While the initial jury in Buck’s case had little trouble convicting him, according to NPR, it was less clear whether he deserved the death penalty. Throughout the trial’s sentencing phase, psychologist Walter Quijano testified that race was one of the factors associated with future dangerousness.
“It’s sad commentary that minorities, Hispanics and Black people, are over represented in the criminal justice system,” Dr. Quijano testified.
A prosecutor then asked, “The race factor, Black, increases the future dangerousness for various complicated reason, is that correct?” Dr. Quijano answered, “Yes.”
A year ago, the United States Court of Appeals for the Fifth Circuit rejected an appeal by Buck for the court to consider the question of race in his case. Buck then appealed to the Supreme Court.

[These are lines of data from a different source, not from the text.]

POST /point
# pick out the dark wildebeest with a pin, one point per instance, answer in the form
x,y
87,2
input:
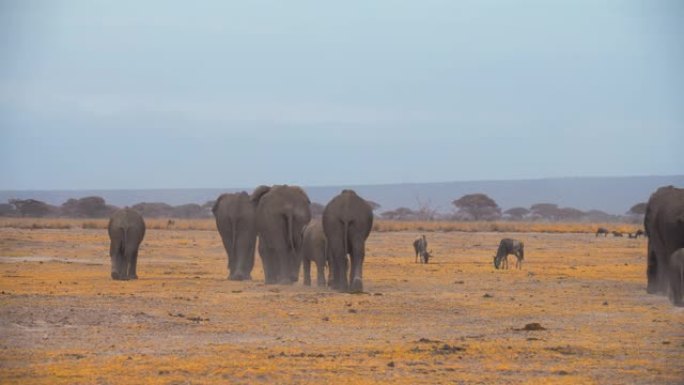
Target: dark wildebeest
x,y
347,222
677,276
664,227
126,231
602,231
420,247
509,246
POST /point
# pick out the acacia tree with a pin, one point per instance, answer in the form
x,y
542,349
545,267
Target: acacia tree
x,y
638,209
517,213
478,207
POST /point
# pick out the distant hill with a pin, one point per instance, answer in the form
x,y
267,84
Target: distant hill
x,y
614,195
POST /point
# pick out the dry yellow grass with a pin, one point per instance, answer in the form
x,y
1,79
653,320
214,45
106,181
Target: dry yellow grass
x,y
63,321
379,226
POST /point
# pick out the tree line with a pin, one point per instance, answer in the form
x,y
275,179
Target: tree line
x,y
470,207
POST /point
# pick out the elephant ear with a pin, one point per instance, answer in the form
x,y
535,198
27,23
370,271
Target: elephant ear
x,y
259,192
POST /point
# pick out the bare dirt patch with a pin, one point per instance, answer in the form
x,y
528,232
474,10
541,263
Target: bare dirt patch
x,y
457,320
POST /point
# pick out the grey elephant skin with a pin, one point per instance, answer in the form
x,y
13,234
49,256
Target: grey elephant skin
x,y
677,277
126,231
347,222
664,225
282,211
315,249
236,222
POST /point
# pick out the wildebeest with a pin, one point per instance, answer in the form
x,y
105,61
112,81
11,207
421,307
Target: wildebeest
x,y
509,246
602,231
664,227
420,247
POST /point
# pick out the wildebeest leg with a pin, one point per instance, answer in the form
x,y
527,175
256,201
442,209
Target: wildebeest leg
x,y
307,271
356,276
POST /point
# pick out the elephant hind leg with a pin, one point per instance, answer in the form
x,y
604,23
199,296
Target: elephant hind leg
x,y
307,271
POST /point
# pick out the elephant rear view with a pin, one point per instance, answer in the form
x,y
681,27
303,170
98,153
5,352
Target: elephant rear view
x,y
281,214
126,231
347,222
236,222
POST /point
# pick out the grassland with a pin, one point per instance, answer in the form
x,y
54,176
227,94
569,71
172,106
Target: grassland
x,y
454,321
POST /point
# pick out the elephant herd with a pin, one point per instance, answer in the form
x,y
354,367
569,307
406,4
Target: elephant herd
x,y
280,216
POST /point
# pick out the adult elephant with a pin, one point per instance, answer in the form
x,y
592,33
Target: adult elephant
x,y
236,222
126,231
664,225
282,211
347,222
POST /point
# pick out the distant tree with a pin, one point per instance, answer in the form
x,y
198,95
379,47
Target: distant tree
x,y
32,207
638,209
317,210
8,210
478,206
547,211
374,205
190,210
569,214
517,213
400,214
153,209
88,207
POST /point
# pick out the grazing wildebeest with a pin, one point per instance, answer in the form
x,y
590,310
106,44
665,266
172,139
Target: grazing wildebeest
x,y
420,246
602,231
509,246
315,249
347,222
126,231
664,227
236,222
677,277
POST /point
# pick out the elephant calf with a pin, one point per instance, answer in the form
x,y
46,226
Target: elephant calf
x,y
315,249
126,231
347,222
677,277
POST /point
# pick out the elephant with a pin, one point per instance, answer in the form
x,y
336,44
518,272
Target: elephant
x,y
315,249
677,277
347,222
282,211
126,231
236,222
664,227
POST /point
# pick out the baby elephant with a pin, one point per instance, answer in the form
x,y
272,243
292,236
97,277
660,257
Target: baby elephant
x,y
677,277
315,249
509,246
126,231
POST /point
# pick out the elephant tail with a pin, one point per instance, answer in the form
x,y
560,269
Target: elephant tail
x,y
233,233
290,232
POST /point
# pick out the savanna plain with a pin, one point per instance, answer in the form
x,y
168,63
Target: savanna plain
x,y
576,313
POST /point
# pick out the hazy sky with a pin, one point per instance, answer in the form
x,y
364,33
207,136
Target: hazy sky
x,y
162,94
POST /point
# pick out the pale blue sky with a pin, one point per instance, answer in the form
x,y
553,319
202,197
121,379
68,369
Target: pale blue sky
x,y
161,94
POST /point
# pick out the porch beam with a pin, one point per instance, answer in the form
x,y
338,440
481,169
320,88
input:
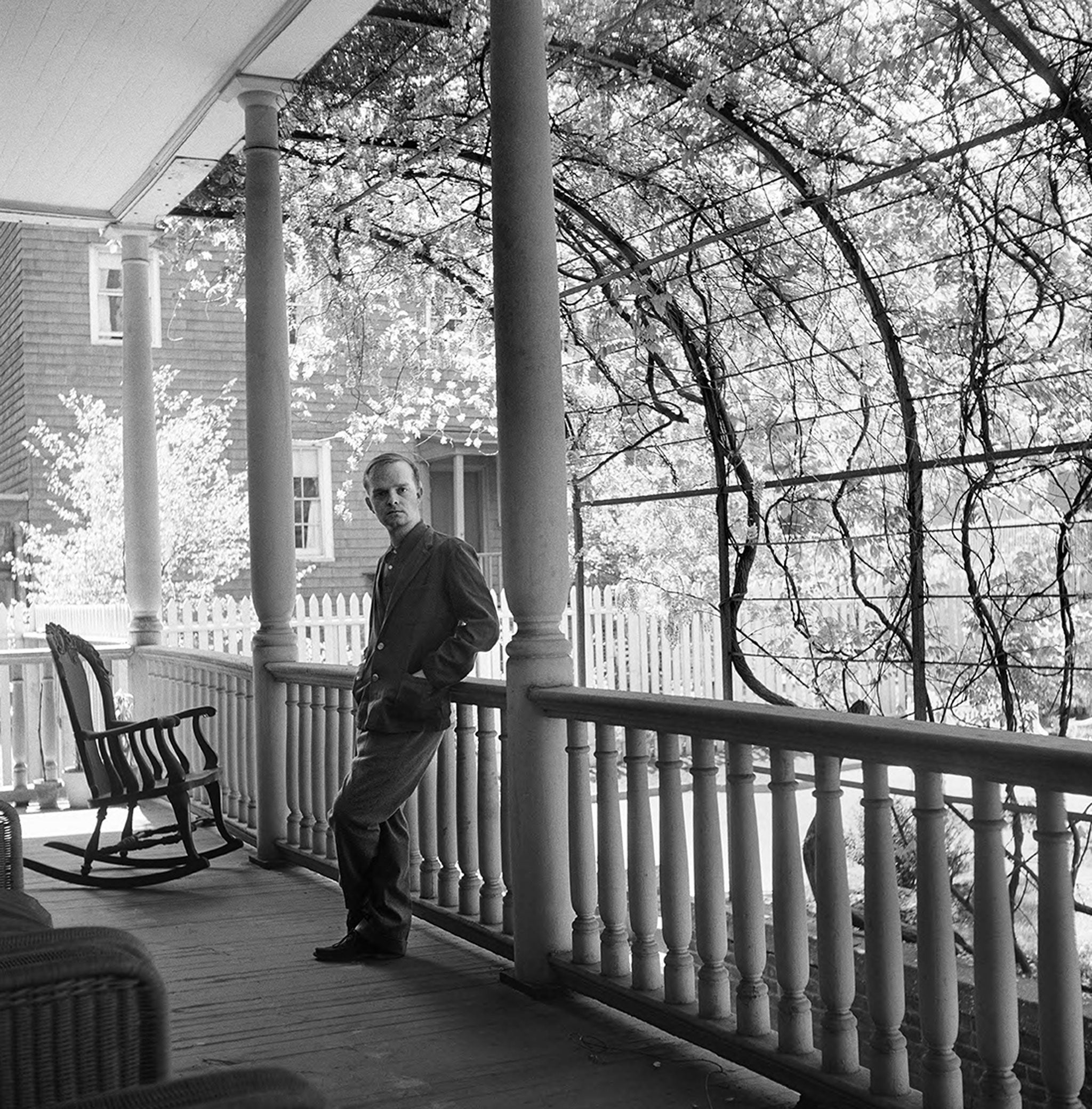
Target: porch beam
x,y
269,453
531,438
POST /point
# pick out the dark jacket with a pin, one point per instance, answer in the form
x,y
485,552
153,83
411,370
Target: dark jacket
x,y
438,616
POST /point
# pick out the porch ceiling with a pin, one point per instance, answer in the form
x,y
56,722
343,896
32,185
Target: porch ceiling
x,y
116,111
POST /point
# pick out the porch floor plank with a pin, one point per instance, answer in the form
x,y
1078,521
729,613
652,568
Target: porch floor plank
x,y
434,1031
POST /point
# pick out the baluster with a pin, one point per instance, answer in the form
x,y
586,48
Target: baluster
x,y
224,752
581,847
446,818
506,826
242,741
642,869
427,833
492,895
1061,1015
229,774
252,760
413,827
711,925
19,730
834,924
292,766
318,743
339,754
467,809
938,1001
884,962
675,875
997,1030
614,943
791,926
48,732
305,758
749,915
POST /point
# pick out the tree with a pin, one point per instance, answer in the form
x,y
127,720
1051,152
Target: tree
x,y
202,505
821,260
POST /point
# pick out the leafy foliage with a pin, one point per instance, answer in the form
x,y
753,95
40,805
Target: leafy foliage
x,y
202,505
829,264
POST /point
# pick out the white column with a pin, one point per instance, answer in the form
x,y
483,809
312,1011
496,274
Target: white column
x,y
533,468
269,453
140,470
459,496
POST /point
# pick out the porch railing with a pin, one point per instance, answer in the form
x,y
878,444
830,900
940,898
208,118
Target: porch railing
x,y
691,906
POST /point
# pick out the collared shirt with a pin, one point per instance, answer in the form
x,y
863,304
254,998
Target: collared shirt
x,y
395,559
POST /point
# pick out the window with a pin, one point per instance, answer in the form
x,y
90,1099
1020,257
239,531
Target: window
x,y
107,308
313,501
444,508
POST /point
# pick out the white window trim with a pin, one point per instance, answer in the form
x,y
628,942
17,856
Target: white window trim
x,y
320,448
98,251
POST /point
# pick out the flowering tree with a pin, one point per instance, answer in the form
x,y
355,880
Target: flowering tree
x,y
202,505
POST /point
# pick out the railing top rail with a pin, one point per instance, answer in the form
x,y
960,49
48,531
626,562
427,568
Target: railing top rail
x,y
1043,762
331,674
34,655
481,691
240,664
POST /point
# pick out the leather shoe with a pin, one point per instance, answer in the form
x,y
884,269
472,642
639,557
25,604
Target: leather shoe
x,y
353,947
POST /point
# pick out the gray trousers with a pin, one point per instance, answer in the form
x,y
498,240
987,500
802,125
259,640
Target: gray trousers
x,y
372,834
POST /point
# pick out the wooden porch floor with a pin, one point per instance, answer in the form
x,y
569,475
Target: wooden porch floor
x,y
435,1031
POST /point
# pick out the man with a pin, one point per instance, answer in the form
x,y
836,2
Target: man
x,y
431,613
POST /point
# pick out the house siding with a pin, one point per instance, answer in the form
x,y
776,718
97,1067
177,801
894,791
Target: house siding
x,y
46,353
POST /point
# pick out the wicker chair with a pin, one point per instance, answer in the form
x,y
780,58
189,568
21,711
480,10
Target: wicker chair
x,y
11,849
235,1088
82,1012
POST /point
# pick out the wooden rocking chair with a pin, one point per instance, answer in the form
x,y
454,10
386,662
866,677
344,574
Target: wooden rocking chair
x,y
127,764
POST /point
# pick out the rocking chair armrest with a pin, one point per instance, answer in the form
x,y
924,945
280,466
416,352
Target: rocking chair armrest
x,y
133,726
194,716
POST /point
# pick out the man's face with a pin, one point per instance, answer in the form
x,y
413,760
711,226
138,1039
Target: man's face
x,y
395,497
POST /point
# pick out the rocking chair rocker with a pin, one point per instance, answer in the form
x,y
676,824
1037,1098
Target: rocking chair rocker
x,y
127,764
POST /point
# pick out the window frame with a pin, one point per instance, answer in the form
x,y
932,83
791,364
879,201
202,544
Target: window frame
x,y
319,449
97,252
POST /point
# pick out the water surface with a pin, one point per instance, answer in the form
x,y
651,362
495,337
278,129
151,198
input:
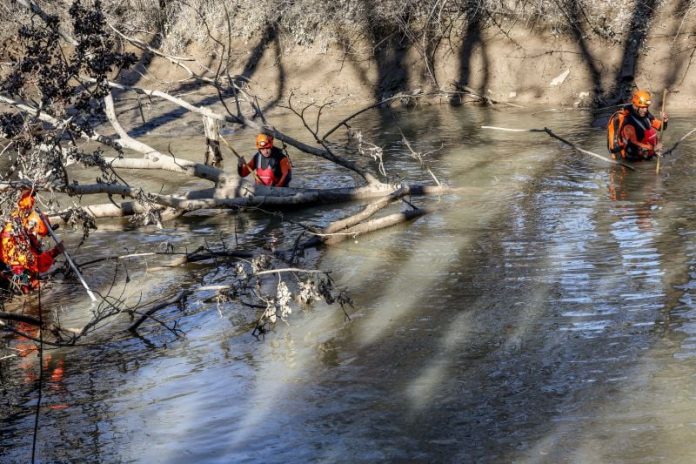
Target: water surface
x,y
543,314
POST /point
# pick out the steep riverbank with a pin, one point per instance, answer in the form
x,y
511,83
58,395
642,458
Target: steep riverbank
x,y
582,63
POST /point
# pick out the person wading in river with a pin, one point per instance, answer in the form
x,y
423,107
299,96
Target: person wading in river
x,y
632,132
21,250
270,165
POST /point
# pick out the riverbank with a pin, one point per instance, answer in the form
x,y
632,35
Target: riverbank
x,y
520,64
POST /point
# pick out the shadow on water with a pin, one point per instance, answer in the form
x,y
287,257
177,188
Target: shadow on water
x,y
541,316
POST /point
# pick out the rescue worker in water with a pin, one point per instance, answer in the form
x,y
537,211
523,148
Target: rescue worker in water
x,y
20,244
270,165
639,129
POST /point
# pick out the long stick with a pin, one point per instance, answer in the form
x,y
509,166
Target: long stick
x,y
662,127
570,144
67,256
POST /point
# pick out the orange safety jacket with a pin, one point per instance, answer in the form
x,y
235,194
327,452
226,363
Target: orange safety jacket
x,y
639,136
274,170
20,246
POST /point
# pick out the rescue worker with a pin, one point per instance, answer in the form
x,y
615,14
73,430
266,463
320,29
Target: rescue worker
x,y
269,164
639,129
20,244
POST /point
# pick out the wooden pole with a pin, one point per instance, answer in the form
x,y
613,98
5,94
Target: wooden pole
x,y
67,257
212,141
662,127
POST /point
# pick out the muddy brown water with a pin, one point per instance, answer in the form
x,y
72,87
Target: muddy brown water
x,y
545,314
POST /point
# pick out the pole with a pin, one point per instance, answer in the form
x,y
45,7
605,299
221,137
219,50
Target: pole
x,y
67,256
662,126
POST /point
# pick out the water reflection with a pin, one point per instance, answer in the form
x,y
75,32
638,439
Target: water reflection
x,y
546,314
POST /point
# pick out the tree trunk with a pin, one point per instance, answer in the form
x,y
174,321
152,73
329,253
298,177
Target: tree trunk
x,y
212,142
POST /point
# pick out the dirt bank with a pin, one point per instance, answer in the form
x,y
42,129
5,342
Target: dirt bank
x,y
517,65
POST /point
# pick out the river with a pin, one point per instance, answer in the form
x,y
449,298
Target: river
x,y
545,314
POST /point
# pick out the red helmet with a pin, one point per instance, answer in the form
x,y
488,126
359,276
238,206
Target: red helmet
x,y
264,141
641,98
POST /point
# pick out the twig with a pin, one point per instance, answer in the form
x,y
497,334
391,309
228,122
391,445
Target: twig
x,y
179,297
676,144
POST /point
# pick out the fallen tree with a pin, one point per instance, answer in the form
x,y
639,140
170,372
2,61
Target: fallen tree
x,y
61,97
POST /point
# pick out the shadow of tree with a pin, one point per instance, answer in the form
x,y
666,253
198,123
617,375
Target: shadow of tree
x,y
269,39
638,29
472,41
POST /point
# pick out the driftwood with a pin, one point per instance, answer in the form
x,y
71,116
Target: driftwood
x,y
148,312
570,144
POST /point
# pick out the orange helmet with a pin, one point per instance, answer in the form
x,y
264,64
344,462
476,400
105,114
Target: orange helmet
x,y
641,98
264,141
26,200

The Supreme Court accepted the Buck case appeal, and arguments on the case were heard on Oct. 5. Experts, including both liberal and conservative onlookers, expect the justices to side with Buck. A decision is expected by late June, according to NBC News.
“What occurred at the penalty phase is indefensible,” one of the conservative justices on the court, Justice Samuel Alito said according to CBS News, which also noted that Justice Clarence Thomas did not ask any questions, per his standard practice.
Christina A. Swarns, a lawyer for Buck, advocated that the court not to lose sight of what had happened to her client.
“This expert’s evidence not only prejudiced Mr. Buck at sentencing, Swarns said. “It also put the very integrity of the courts in jeopardy.”